Reception of the single-player aspect varied. Yin-Poole wrote that while the cliffhanger ending of Halo 2 was disappointing, the campaign of Halo 3 was much more satisfying. Gerstmann, GameSpy's Gabe Graziani, and Goldstein maintained that the campaign was too short, especially on easier difficulty levels or with three additional players in co-op. Goldstein was highly critical of the eighth level, stating "the penultimate chapter is so bad, just thinking about it puts a rotten taste in my mouth." The New York Times' Charles Herold said the game had a "throwaway" plot and Total Video Games judged the single-player aspect ultimately disappointing. Goldstein and Steve West of Cinema Blend thought a part of the game's story was lost by not having the Arbiter featuring as prominently as the character was in Halo 2.

Most publications agreed that multiplayer was by far one of the best features; IGN said that the multiplayer map lineup was the strongest of the series, and Gamespy added that "each map is extremely well-tuned". The Forge level editor and saved films features were singled out as particularly strong features, in addition to superb voice acting and Martin O'Donnell's rich score.

Other complaints focused on the artificial intelligence; critics praised the enemy AI but complained that the intelligence of the player's allies was far poorer.
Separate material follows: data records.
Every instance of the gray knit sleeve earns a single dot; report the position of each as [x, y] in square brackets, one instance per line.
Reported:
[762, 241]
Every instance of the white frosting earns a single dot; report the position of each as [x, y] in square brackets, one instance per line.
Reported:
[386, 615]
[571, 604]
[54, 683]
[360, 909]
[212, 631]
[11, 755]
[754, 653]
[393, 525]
Bryan Vore of Game Informer said that human faces and some textures were just "embarrassing".

Halo 3 was nominated for seven awards from the Spike TV Awards, of which it won "Best Multiplayer Game" and "Most Addictive Video Game Fueled by Dew". It won TIME magazine's "Game of the Year" and IGN chose it as the Best Xbox 360 Online Multiplayer Game and Innovative Design of 2007. The Visual Effects Society awarded Bungie the "Best Real Time Visuals in a Video Game" for Halo 3. Halo 3 took the Calvin Award for "Best Videogame" as selected by Box Office Prophets. Halo 3 also took the award for Xbox 360 Game of the Year 2007 from GameTrailers, and was voted by fans as Game of the Year on G-Phoria. Halo 3 won the Edge Award For Interactive Innovation in August 2008. In 2010, the game was included as one of the titles in the book 1001 Video Games You Must Play Before You Die.